AT&T pushes for private sector role at the ITU - Industry Trend or Event

CommunicationsWeek International, March 20, 2000 by David Molony

AT&T has signaled it wants to lead the private sector lobby pressing for reform of the industry's largest association, the International Telecommunication Union.

At a meeting of a joint working group of industry executives and telecoms ministers earlier this month, AT&T presented a proposal to give the private sector an equal say in running the UN association's business.

The U.S. giant's proposal is the first significant contribution by invited industry members of the new forum, the reform advisory panel, set up at the invitation of the ITU secretary general, Yoshio Utsumi.
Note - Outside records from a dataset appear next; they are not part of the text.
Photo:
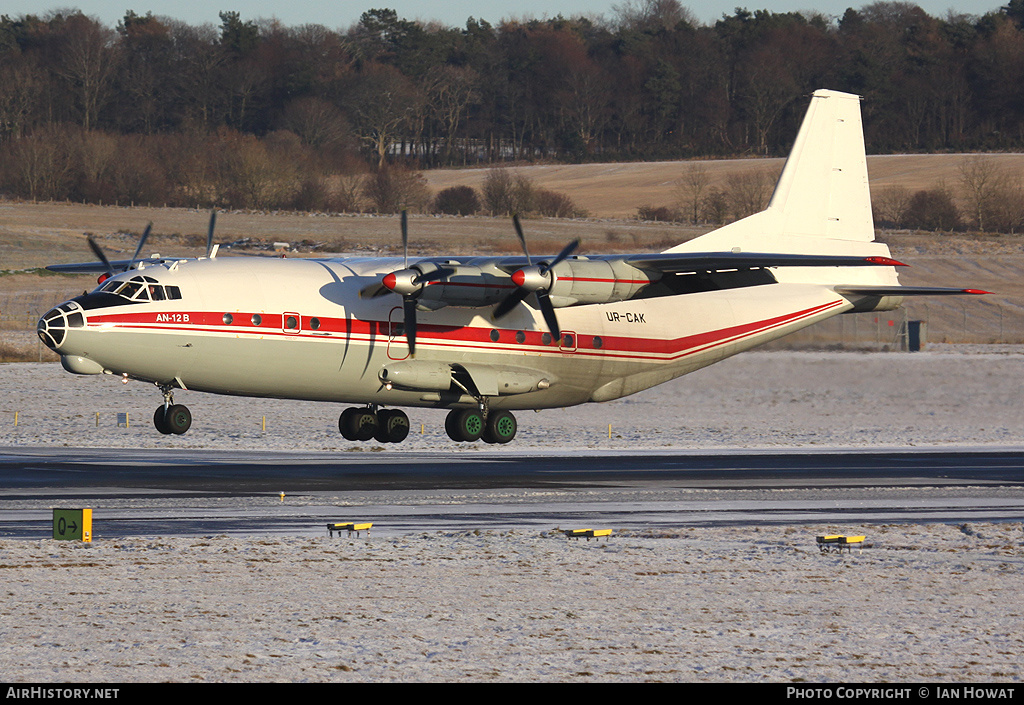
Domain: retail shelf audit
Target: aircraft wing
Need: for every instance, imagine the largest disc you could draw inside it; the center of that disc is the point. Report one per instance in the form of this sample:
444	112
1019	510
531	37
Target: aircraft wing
711	261
98	266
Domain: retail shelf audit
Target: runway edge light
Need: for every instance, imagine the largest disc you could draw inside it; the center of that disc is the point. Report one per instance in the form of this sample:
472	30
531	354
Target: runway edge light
73	525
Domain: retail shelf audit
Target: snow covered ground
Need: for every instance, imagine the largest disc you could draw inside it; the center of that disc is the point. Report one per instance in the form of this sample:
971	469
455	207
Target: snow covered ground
922	603
950	395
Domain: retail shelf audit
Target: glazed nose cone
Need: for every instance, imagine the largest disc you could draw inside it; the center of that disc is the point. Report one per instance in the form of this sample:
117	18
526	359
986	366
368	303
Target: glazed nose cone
52	327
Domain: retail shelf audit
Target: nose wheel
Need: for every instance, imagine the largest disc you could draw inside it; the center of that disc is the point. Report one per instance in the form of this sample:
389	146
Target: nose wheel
172	419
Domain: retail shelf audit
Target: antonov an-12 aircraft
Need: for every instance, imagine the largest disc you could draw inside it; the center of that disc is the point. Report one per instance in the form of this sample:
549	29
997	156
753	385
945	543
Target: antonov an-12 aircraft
485	336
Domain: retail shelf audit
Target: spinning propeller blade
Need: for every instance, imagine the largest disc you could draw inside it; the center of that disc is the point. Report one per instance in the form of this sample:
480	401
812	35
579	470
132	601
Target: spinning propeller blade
535	279
209	233
141	243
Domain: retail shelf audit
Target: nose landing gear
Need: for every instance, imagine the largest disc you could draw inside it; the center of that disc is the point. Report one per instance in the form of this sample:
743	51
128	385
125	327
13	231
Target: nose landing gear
170	417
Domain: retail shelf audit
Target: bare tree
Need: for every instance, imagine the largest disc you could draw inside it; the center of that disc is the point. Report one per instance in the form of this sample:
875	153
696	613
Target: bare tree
451	92
380	106
981	182
749	192
890	205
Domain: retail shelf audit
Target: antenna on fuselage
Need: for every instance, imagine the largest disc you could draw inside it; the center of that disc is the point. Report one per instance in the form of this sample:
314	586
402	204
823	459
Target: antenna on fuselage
210	251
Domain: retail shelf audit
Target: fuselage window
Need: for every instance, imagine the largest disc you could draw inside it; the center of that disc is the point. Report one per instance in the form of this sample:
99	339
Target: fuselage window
130	289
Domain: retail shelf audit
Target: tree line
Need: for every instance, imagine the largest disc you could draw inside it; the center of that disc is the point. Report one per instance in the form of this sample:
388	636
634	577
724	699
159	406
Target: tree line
256	114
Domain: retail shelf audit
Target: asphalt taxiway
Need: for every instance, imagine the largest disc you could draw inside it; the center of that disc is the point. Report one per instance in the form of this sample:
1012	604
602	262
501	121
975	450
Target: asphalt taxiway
188	492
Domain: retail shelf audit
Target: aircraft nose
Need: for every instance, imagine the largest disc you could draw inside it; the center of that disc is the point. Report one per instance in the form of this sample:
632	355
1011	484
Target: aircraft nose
52	327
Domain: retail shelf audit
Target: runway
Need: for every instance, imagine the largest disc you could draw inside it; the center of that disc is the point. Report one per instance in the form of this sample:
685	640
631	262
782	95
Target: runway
162	492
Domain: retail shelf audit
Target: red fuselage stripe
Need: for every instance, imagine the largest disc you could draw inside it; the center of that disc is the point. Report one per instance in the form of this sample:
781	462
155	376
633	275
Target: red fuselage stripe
452	336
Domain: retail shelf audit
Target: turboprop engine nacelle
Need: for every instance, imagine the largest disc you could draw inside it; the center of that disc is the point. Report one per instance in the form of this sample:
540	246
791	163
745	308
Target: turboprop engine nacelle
580	281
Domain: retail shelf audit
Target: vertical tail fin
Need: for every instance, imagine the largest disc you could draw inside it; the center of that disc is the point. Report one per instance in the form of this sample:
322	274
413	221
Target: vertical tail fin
823	189
821	203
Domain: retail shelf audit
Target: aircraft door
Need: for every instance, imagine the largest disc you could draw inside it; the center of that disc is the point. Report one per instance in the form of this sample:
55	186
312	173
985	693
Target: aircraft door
291	323
397	346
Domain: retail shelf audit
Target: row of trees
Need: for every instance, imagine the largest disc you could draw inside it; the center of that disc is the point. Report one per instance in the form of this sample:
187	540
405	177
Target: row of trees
648	81
984	197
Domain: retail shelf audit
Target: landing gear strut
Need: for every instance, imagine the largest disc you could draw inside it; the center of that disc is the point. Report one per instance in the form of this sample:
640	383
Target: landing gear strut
386	425
170	417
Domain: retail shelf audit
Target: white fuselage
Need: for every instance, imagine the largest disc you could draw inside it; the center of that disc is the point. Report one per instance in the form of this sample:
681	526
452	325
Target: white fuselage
299	329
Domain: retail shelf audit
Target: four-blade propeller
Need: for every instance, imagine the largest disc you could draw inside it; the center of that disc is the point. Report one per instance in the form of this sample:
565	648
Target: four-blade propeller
408	282
535	279
112	268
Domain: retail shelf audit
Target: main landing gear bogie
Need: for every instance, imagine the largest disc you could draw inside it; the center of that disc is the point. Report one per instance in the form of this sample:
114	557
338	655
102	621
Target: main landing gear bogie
472	424
385	425
391	425
172	419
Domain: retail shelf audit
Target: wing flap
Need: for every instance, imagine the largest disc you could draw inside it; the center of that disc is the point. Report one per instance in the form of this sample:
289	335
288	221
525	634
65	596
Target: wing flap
710	261
905	291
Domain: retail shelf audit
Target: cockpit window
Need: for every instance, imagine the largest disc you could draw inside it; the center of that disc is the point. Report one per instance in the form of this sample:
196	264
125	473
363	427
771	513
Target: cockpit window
141	289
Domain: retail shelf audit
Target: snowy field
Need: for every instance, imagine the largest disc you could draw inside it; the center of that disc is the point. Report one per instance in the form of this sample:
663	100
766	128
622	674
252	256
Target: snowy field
921	603
948	396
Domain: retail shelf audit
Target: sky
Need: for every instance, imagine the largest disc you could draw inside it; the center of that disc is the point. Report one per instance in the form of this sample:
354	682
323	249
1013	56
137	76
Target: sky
343	13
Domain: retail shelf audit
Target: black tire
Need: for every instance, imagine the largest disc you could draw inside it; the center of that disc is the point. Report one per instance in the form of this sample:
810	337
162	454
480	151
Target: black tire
178	419
502	427
465	424
366	424
346	424
160	420
393	425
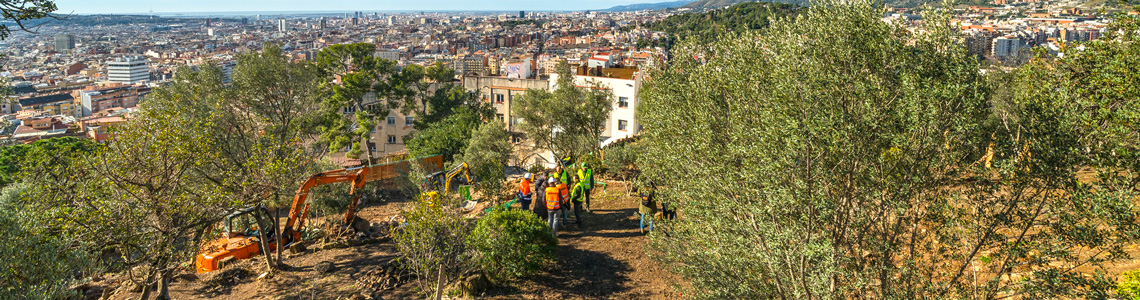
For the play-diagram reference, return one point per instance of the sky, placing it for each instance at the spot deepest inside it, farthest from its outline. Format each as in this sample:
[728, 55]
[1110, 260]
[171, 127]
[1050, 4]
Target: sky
[204, 6]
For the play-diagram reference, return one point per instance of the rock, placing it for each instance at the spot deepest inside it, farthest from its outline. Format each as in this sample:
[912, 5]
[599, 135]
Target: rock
[323, 267]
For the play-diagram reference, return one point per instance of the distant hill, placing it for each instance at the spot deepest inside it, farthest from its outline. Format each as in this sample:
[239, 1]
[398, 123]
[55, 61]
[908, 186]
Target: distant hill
[722, 3]
[650, 6]
[707, 26]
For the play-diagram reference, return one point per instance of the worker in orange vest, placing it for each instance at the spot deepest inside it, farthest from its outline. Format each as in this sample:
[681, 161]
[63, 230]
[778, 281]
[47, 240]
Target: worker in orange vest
[564, 195]
[524, 192]
[553, 204]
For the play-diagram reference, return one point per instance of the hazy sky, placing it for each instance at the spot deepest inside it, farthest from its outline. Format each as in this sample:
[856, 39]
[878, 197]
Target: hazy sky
[198, 6]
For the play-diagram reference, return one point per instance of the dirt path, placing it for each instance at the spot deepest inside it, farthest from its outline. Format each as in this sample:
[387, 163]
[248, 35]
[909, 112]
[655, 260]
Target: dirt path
[604, 259]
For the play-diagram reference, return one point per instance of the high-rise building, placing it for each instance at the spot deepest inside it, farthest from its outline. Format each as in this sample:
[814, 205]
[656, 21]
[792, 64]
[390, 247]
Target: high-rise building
[65, 42]
[1006, 47]
[128, 70]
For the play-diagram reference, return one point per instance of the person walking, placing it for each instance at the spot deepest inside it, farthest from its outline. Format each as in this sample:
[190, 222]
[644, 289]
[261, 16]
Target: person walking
[524, 192]
[540, 196]
[577, 197]
[586, 178]
[553, 205]
[564, 196]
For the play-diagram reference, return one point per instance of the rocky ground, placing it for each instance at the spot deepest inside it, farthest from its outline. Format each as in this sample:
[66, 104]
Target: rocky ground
[603, 259]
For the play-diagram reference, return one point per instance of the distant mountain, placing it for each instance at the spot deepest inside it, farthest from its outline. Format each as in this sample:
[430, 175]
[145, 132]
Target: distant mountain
[723, 3]
[650, 6]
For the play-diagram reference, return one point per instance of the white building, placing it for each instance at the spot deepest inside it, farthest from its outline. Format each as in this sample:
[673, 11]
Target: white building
[128, 70]
[1006, 47]
[621, 122]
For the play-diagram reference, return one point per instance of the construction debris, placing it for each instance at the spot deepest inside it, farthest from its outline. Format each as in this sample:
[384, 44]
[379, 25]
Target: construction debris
[387, 276]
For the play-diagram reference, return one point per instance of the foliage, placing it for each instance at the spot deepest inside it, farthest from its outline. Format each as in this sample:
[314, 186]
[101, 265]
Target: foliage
[621, 159]
[22, 11]
[1129, 285]
[512, 243]
[38, 265]
[706, 26]
[432, 243]
[881, 139]
[448, 137]
[11, 157]
[568, 120]
[488, 152]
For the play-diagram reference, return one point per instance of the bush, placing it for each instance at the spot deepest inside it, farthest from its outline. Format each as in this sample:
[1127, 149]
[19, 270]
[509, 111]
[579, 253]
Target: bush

The group held its first meeting at the Telecom 99 exhibition in Geneva last October.

Until now, the ITU Council has been exclusively representative of governments or their ministries, The new proposal would effectively force governments to take decisions on ITU activities in consultation with commercial companies for the first time.

"At the conclusion of the meeting, the decision was to send a representative to [future] ITU Council," said Utsumi. "Logically, once the private sector representative is included in Council, I think opinions concerning management of the ITU will have to be taken in consultation with the private sector...and [will] lead to many other changes in activities of the ITU."

The proposal, still to be agreed by the ITU Council itself, would set up a private sector board alongside a government members board within the executive, as well as a joint board.

The outcome was just what the former overseas representative for Japan's ministry of communications has been working towards since setting up the group, in a step-by-step approach to forcing the ITU as a body to reform.

Industry delegates said together with other recommendations from the meeting, the secretary general would be given a role more like that of a company chief executive.

"We are looking for the secretary general to have more influence and authority to change," said Robert Dombkowski, chairman emeritus of the European Competitive Telecommunications Association, in London.

This month's meeting, chaired by Maria Livanos Cattaui, secretary general of the International Chamber of Commerce, in Brussels, was only the group's second meeting. Attendance was, according to delegates, a significant improvement on the first, although key chief executives were represented rather than attending in person, as before (CWI, 25 October 1999, p.3).